A University of Texas at Arlington researcher is constructing an open-networked airborne computing platform to enable unmanned aerial vehicles (UAVs) to help first responders better coordinate their efforts during emergency or disaster responses.
Credit: UT Arlington
A University of Texas at Arlington researcher is constructing an open-networked airborne computing platform to enable unmanned aerial vehicles (UAVs) to help first responders better coordinate their efforts during emergency or disaster responses.
UT Arlington also is developing a universal plug-in hardware unit that can fit into any UAV to allow for this computing platform to be used.
The National Science Foundation (NSF) is funding the research through a $1.8 million grant to UTA, University of North Texas, San Diego State University and the University of Puerto Rico at Mayaguez. Yan Wan, a UT Arlington Distinguished University Professor in the Electrical Engineering Department, received more than $800,000 of that total.
“UAVs have become more and more integrated in our everyday lives,” Wan said. “They can do a lot of intelligent tasks. Now we must make them communicate with each other while they’re in the air and independent of a central computer management control.”
Networked airborne computing is a new computing concept that relies on an airborne network formed by aerial vehicles with direct flight-to-flight communication links to achieve real-time computing in the air.
“Our project should be able to transmit real-time videos to see what is happening during or immediately after a natural or manmade disaster,” Wan said. “Emergency crews can then be dispatched directly to where help is needed. They won’t have to go to a site, then search, then help people in need.”
Wan said her team has been working on this type of research for the last decade. She received a 2017 NSF grant of nearly $1 million to start a networked airborne computing platform for UAVs. Work on the project will be at the main UT Arlington campus and the UT Arlington Research Institute.
“What we’re trying to accomplish is having a system of robots in the air. They have to talk to each other to do that,” Wan said. “We’ve done field work with the Denton and Austin fire departments and have been quite successful in those trial operations.”
While Wan said the team is focusing on emergency use of UAVs during natural or manmade disasters, the research also has commercial applications.
“With so many companies in the business of delivering goods now, it could have an application there as well,” Wan said. “Think about coordinating many UAVs that are performing those deliveries. A universal control system that can plug into any UAV would go a long way toward coordination and ease of those deliveries.”
Diana Huffaker, UTA associate vice president for research, said the research reflects the marketplace and what is needed now with UAVs.
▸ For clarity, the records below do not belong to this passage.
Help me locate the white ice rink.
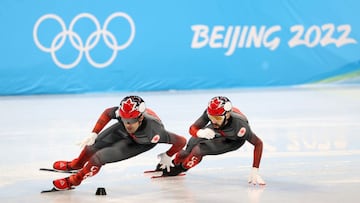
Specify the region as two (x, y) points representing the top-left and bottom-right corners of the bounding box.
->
(0, 86), (360, 203)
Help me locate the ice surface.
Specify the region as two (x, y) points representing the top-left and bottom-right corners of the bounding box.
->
(0, 86), (360, 203)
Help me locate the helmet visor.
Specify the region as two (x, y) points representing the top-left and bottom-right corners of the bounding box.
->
(121, 117), (139, 124)
(208, 114), (225, 123)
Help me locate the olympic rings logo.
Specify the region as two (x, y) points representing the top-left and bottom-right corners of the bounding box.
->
(33, 12), (135, 69)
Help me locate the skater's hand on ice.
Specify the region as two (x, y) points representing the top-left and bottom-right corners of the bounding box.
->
(248, 167), (266, 185)
(158, 153), (174, 172)
(79, 132), (97, 148)
(196, 128), (215, 140)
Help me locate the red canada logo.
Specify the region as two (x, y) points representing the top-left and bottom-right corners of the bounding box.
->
(238, 127), (246, 137)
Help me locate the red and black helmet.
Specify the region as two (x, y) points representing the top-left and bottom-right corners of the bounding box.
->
(207, 96), (232, 116)
(119, 96), (146, 119)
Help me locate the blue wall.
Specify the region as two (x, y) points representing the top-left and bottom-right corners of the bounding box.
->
(0, 0), (360, 95)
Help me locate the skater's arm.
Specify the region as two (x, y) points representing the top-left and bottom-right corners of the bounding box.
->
(189, 110), (210, 137)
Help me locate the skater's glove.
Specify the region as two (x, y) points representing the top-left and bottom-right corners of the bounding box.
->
(248, 167), (266, 185)
(79, 132), (97, 148)
(158, 153), (174, 172)
(196, 128), (215, 140)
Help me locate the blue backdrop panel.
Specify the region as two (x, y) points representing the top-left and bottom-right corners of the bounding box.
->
(0, 0), (360, 95)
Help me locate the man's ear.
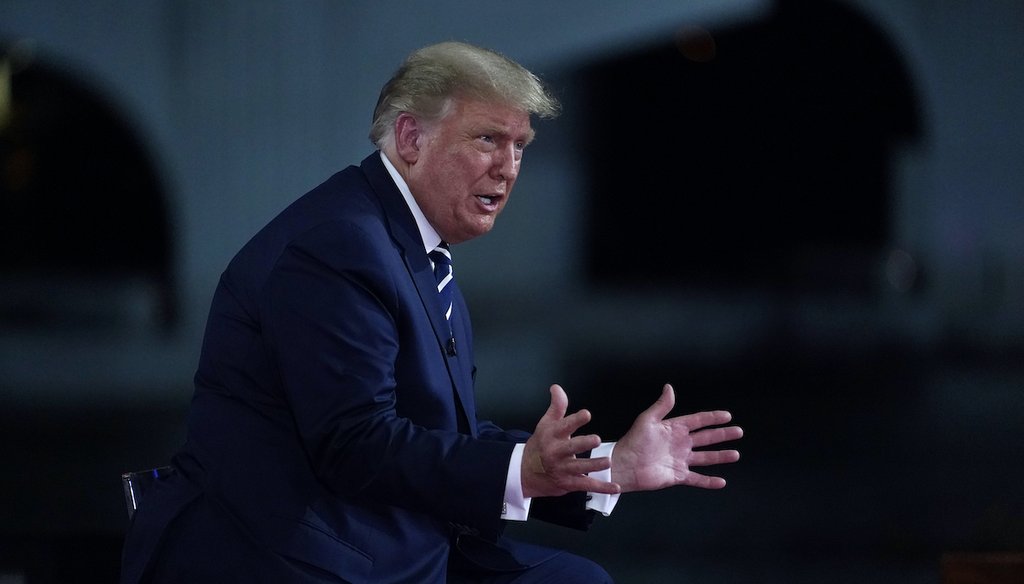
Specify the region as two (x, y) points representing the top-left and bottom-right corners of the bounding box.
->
(394, 112), (423, 164)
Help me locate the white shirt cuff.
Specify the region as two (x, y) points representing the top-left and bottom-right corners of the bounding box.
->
(587, 442), (618, 516)
(502, 444), (532, 522)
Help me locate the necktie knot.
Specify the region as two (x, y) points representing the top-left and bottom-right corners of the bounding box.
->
(429, 242), (453, 321)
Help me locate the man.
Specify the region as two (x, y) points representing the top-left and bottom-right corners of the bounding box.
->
(122, 43), (741, 583)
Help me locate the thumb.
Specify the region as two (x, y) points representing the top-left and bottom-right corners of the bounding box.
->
(544, 383), (569, 420)
(642, 383), (676, 420)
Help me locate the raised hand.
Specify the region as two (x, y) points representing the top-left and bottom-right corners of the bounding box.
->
(611, 384), (743, 493)
(521, 384), (620, 497)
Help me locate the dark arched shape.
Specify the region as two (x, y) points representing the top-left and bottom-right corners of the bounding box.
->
(582, 1), (920, 296)
(0, 44), (177, 330)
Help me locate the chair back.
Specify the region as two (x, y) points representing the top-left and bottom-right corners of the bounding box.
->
(121, 466), (175, 519)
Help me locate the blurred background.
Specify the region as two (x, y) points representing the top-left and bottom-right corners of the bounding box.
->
(0, 0), (1024, 584)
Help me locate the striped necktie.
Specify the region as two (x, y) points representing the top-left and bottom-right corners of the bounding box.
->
(429, 242), (455, 356)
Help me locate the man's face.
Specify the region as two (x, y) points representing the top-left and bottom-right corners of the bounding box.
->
(407, 99), (534, 244)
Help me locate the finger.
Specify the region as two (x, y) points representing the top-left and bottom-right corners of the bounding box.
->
(672, 410), (732, 432)
(690, 426), (743, 448)
(682, 472), (725, 489)
(555, 403), (593, 437)
(640, 383), (676, 420)
(687, 450), (739, 467)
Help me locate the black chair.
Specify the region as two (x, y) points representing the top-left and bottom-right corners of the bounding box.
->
(121, 466), (175, 519)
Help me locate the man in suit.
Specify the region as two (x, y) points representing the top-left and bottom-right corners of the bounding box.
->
(122, 43), (741, 584)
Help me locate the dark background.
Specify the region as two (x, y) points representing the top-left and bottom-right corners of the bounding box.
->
(0, 0), (1024, 584)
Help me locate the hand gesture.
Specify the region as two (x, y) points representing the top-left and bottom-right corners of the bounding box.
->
(611, 384), (743, 493)
(521, 384), (620, 497)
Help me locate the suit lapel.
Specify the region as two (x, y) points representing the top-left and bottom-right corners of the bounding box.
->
(361, 152), (476, 435)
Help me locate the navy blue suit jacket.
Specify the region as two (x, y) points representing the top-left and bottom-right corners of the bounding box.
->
(122, 153), (593, 583)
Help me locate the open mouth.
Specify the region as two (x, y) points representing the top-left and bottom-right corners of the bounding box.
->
(476, 195), (502, 209)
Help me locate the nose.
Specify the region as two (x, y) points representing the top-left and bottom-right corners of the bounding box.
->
(493, 143), (521, 182)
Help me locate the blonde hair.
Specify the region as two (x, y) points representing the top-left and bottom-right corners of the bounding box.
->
(370, 42), (560, 149)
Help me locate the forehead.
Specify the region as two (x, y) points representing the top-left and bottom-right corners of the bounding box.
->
(443, 98), (534, 140)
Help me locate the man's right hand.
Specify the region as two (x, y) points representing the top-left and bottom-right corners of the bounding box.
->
(521, 384), (621, 498)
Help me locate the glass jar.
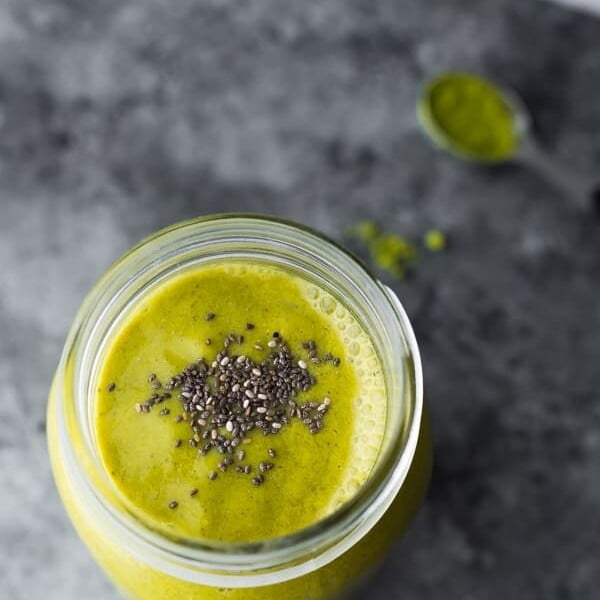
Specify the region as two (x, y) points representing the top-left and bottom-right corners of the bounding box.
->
(48, 215), (432, 600)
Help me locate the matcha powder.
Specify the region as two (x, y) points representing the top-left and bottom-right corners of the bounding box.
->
(418, 73), (519, 162)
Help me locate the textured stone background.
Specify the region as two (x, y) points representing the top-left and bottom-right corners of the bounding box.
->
(0, 0), (600, 600)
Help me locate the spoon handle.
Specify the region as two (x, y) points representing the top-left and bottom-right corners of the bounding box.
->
(518, 139), (600, 214)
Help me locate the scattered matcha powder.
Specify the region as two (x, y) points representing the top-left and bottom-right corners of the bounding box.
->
(347, 221), (446, 279)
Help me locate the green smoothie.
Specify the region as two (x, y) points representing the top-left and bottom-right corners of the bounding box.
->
(95, 261), (386, 542)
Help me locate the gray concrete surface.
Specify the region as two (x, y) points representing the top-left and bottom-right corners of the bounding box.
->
(0, 0), (600, 600)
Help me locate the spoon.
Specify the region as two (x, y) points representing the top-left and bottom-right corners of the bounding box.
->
(417, 72), (600, 212)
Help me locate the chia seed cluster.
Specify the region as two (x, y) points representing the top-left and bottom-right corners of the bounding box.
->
(135, 322), (340, 500)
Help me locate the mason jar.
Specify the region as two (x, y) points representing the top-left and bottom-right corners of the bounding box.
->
(48, 215), (432, 600)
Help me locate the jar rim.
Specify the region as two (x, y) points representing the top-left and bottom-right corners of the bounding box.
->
(54, 213), (423, 587)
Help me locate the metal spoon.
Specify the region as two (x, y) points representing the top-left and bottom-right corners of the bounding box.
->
(418, 74), (600, 213)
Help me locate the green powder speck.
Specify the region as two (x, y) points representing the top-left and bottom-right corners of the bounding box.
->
(348, 221), (417, 279)
(423, 229), (446, 252)
(418, 73), (519, 162)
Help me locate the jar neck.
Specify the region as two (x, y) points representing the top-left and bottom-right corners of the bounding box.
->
(56, 215), (423, 587)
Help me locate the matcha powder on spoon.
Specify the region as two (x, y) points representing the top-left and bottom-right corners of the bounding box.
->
(418, 72), (519, 162)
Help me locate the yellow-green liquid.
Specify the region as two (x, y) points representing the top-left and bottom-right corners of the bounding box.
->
(95, 262), (386, 542)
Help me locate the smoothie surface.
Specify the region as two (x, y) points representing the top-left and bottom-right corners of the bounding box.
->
(95, 261), (386, 542)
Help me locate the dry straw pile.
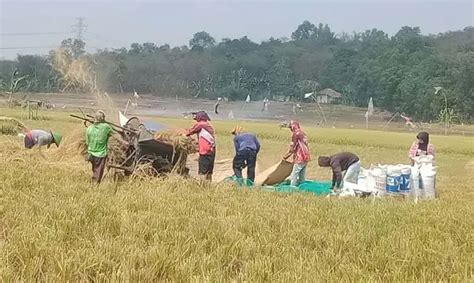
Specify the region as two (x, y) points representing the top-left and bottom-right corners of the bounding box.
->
(0, 117), (27, 135)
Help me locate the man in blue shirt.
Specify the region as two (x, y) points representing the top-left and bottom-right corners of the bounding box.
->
(232, 126), (260, 182)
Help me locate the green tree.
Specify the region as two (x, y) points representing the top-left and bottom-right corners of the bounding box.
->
(189, 31), (216, 48)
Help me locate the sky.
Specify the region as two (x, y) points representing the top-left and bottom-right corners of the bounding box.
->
(0, 0), (474, 59)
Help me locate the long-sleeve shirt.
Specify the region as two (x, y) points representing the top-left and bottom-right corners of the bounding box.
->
(329, 152), (359, 190)
(408, 141), (435, 158)
(290, 130), (311, 164)
(186, 121), (216, 155)
(234, 133), (260, 153)
(27, 130), (53, 146)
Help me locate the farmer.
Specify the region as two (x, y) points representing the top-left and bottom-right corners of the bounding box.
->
(86, 110), (113, 184)
(24, 130), (62, 155)
(318, 152), (360, 191)
(283, 121), (311, 186)
(186, 111), (216, 181)
(232, 126), (260, 182)
(408, 132), (435, 165)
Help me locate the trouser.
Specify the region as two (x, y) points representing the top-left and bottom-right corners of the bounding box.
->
(343, 161), (360, 184)
(232, 149), (257, 182)
(290, 162), (308, 186)
(89, 155), (107, 184)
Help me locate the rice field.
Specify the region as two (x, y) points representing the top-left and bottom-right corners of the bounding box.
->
(0, 109), (474, 282)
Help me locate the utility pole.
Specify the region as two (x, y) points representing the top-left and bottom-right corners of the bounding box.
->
(71, 17), (87, 41)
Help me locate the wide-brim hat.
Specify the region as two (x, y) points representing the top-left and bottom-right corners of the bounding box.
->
(50, 131), (63, 147)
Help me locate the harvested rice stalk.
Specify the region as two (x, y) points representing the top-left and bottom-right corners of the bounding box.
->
(0, 117), (27, 135)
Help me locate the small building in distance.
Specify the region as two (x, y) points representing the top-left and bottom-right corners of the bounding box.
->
(316, 88), (342, 104)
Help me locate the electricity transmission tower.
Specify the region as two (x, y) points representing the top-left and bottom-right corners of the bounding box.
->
(71, 17), (87, 41)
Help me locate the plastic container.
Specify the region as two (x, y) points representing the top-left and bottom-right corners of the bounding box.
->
(385, 166), (402, 193)
(367, 167), (387, 196)
(400, 166), (411, 193)
(420, 165), (436, 199)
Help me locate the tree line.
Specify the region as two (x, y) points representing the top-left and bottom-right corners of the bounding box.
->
(0, 21), (474, 122)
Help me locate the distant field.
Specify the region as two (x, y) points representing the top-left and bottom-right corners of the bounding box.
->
(0, 93), (474, 136)
(0, 108), (474, 282)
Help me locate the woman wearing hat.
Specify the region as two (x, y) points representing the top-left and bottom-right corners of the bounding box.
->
(232, 126), (260, 182)
(24, 130), (62, 153)
(283, 121), (311, 186)
(186, 111), (216, 181)
(408, 132), (435, 164)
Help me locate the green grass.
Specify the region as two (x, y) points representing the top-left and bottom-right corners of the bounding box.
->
(0, 109), (474, 282)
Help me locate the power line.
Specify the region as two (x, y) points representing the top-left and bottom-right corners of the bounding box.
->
(0, 32), (71, 36)
(0, 46), (58, 49)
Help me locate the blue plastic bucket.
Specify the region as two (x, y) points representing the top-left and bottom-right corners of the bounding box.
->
(385, 175), (402, 193)
(400, 168), (411, 192)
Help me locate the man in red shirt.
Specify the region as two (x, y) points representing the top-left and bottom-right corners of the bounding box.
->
(186, 111), (216, 181)
(283, 121), (311, 186)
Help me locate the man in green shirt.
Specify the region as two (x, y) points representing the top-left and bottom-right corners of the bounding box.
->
(86, 110), (113, 184)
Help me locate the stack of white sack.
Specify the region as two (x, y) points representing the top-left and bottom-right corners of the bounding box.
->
(339, 156), (436, 199)
(411, 155), (437, 199)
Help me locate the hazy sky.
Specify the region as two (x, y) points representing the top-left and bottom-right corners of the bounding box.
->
(0, 0), (474, 59)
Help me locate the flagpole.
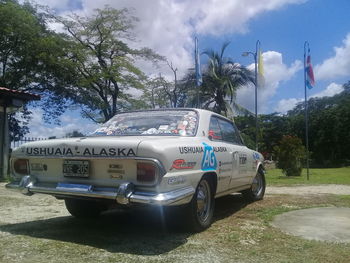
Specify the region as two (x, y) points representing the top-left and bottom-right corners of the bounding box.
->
(254, 40), (260, 151)
(304, 41), (310, 181)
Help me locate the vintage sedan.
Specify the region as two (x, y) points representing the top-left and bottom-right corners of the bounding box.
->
(6, 108), (265, 231)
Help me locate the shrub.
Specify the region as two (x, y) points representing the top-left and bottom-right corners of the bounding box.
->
(275, 135), (305, 176)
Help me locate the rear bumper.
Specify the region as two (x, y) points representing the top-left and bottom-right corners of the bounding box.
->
(6, 175), (195, 206)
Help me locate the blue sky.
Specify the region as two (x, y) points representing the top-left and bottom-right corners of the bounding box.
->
(26, 0), (350, 139)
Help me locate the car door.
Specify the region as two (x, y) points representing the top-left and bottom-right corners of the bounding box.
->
(208, 116), (238, 193)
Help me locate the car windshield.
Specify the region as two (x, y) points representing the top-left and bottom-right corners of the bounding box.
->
(90, 110), (198, 136)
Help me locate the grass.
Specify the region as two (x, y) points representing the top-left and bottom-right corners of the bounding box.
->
(266, 167), (350, 186)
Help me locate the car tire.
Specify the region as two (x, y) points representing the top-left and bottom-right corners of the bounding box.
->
(186, 176), (215, 232)
(64, 198), (106, 218)
(242, 169), (266, 202)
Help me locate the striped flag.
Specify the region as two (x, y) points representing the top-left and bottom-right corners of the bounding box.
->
(305, 49), (315, 89)
(194, 38), (203, 87)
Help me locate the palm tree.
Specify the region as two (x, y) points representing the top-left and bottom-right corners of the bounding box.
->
(200, 42), (254, 116)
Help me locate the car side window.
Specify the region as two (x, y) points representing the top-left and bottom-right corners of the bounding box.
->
(218, 119), (242, 144)
(208, 117), (222, 140)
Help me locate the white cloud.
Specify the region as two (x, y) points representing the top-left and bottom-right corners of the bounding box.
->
(315, 33), (350, 80)
(25, 108), (98, 138)
(191, 0), (305, 35)
(237, 51), (302, 113)
(37, 0), (306, 77)
(274, 82), (344, 113)
(275, 98), (303, 113)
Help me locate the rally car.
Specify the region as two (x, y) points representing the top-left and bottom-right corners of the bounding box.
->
(6, 108), (265, 231)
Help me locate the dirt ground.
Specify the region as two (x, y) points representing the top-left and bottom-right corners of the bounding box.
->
(0, 183), (350, 263)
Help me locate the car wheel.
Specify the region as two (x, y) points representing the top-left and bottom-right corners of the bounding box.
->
(187, 177), (215, 232)
(242, 170), (266, 201)
(64, 198), (106, 218)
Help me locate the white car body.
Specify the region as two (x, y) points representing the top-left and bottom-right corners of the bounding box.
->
(7, 109), (265, 231)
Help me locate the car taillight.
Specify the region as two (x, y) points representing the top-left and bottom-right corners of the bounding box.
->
(13, 159), (29, 175)
(137, 163), (156, 182)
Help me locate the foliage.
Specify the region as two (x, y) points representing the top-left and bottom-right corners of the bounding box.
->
(275, 135), (305, 176)
(54, 6), (162, 122)
(180, 42), (254, 116)
(201, 42), (254, 116)
(0, 0), (71, 138)
(65, 130), (85, 138)
(287, 82), (350, 167)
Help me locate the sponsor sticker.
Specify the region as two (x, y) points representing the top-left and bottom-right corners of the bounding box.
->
(253, 152), (260, 160)
(171, 159), (196, 170)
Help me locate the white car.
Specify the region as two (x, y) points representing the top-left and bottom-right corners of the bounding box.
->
(6, 108), (265, 231)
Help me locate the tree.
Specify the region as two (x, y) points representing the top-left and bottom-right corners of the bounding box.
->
(200, 42), (254, 116)
(275, 135), (305, 176)
(0, 0), (72, 138)
(65, 130), (85, 138)
(54, 6), (163, 122)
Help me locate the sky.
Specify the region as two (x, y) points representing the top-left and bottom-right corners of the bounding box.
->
(23, 0), (350, 137)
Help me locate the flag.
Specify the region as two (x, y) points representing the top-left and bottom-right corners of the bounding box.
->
(258, 50), (264, 76)
(305, 50), (315, 89)
(194, 38), (203, 87)
(258, 50), (265, 87)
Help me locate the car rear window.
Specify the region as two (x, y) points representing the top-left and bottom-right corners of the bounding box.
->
(90, 110), (198, 136)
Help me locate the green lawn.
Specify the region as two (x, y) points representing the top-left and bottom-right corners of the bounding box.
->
(266, 167), (350, 185)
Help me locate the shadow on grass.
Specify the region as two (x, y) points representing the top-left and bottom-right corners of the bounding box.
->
(0, 195), (247, 255)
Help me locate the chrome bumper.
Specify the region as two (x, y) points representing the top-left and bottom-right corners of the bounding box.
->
(6, 175), (195, 206)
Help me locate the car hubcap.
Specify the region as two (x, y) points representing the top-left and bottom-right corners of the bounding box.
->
(197, 180), (211, 222)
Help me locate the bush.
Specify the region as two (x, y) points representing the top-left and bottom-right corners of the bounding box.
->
(275, 135), (305, 176)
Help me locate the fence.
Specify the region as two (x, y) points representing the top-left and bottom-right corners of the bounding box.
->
(11, 137), (48, 149)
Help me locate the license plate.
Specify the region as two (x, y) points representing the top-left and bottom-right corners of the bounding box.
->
(63, 160), (89, 177)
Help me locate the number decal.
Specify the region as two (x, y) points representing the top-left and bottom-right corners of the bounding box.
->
(202, 142), (217, 171)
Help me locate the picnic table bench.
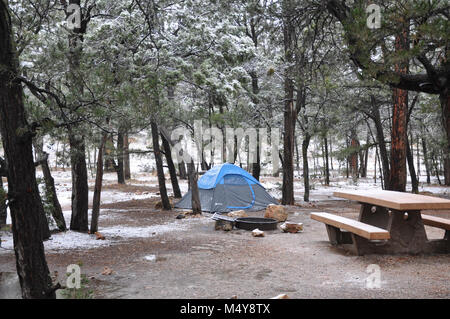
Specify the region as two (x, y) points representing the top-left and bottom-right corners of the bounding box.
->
(311, 190), (450, 255)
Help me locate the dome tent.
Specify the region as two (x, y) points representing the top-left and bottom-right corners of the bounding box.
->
(175, 163), (278, 213)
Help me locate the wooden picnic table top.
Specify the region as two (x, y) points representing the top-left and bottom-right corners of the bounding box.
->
(333, 190), (450, 211)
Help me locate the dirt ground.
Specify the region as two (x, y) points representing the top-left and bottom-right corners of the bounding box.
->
(0, 195), (450, 299)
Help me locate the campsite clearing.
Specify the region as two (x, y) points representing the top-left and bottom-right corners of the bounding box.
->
(0, 175), (450, 299)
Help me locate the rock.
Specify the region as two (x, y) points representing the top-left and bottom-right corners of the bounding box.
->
(144, 255), (156, 262)
(102, 267), (113, 276)
(280, 223), (303, 234)
(214, 220), (233, 231)
(94, 232), (106, 240)
(252, 228), (265, 237)
(227, 210), (248, 218)
(155, 199), (173, 209)
(270, 294), (290, 299)
(264, 204), (288, 222)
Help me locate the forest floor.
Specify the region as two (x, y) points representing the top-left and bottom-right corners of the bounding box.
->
(0, 172), (450, 299)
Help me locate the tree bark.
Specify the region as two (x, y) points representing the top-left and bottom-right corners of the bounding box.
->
(439, 93), (450, 186)
(422, 133), (431, 185)
(69, 129), (89, 232)
(0, 176), (8, 227)
(389, 25), (409, 192)
(178, 161), (188, 179)
(371, 96), (391, 190)
(39, 150), (67, 231)
(324, 134), (330, 186)
(115, 127), (125, 184)
(188, 159), (202, 215)
(281, 1), (297, 205)
(302, 132), (311, 202)
(406, 138), (419, 194)
(90, 133), (108, 234)
(349, 130), (360, 182)
(151, 121), (172, 210)
(161, 134), (182, 198)
(0, 1), (55, 299)
(123, 131), (131, 180)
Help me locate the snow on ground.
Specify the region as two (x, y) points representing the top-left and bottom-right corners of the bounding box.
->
(0, 210), (210, 254)
(0, 130), (450, 253)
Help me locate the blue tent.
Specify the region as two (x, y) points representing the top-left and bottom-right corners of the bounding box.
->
(175, 163), (277, 213)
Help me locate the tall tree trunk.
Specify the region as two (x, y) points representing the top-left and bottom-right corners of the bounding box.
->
(64, 0), (89, 232)
(69, 131), (89, 232)
(406, 138), (419, 194)
(187, 159), (202, 215)
(151, 121), (172, 210)
(281, 1), (297, 205)
(123, 131), (131, 180)
(104, 135), (117, 173)
(0, 1), (55, 299)
(422, 137), (431, 185)
(252, 131), (261, 181)
(302, 132), (311, 202)
(178, 161), (188, 179)
(38, 149), (67, 231)
(0, 176), (8, 227)
(439, 92), (450, 186)
(161, 134), (182, 198)
(324, 134), (330, 186)
(371, 96), (391, 190)
(90, 133), (108, 234)
(389, 26), (409, 192)
(349, 130), (360, 182)
(115, 126), (125, 184)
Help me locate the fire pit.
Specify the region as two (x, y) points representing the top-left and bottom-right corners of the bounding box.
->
(234, 217), (278, 230)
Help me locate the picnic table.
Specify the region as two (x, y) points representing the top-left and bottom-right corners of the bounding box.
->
(311, 190), (450, 255)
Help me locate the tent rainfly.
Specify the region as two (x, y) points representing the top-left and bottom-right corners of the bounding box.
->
(175, 163), (278, 213)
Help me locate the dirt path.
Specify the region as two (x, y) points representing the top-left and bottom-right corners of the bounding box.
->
(0, 200), (450, 298)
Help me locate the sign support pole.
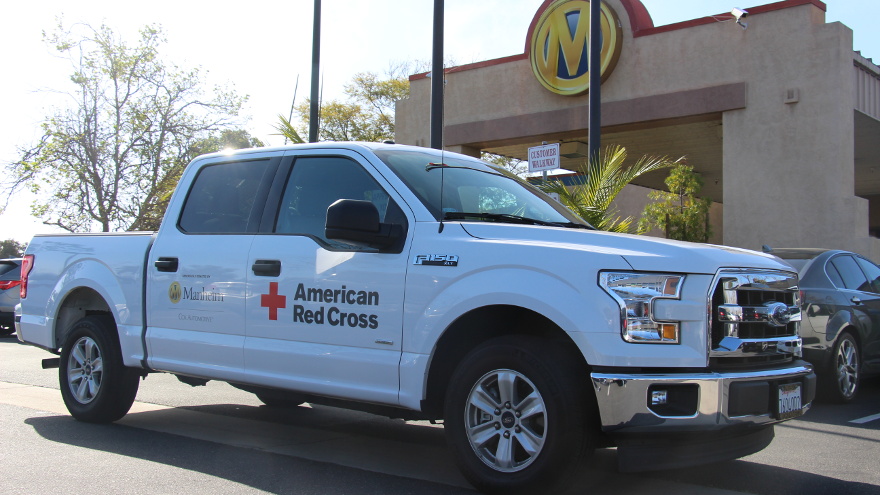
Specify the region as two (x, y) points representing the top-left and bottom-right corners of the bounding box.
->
(587, 0), (602, 163)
“Ensuring that transportation through the immediate airspace for emergency entities using UAVs is safe is essential to helping people,” Huffaker said. “Giving those emergency personnel the needed information for what they will face keeps them and the people they’re helping safe, and it streamlines emergency plans for rescue.”
Wan joined UT Arlington in 2016 and leads the Dynamical Networks and Control Lab, which develops solutions for the modeling, evaluation and control tasks in large-scale, dynamic networks and cyber-physical systems, with applications to air traffic management, airborne networking, systems biology and complex information systems. She received an NSF CAREER award in 2015 and has received more than $10 million in research funding.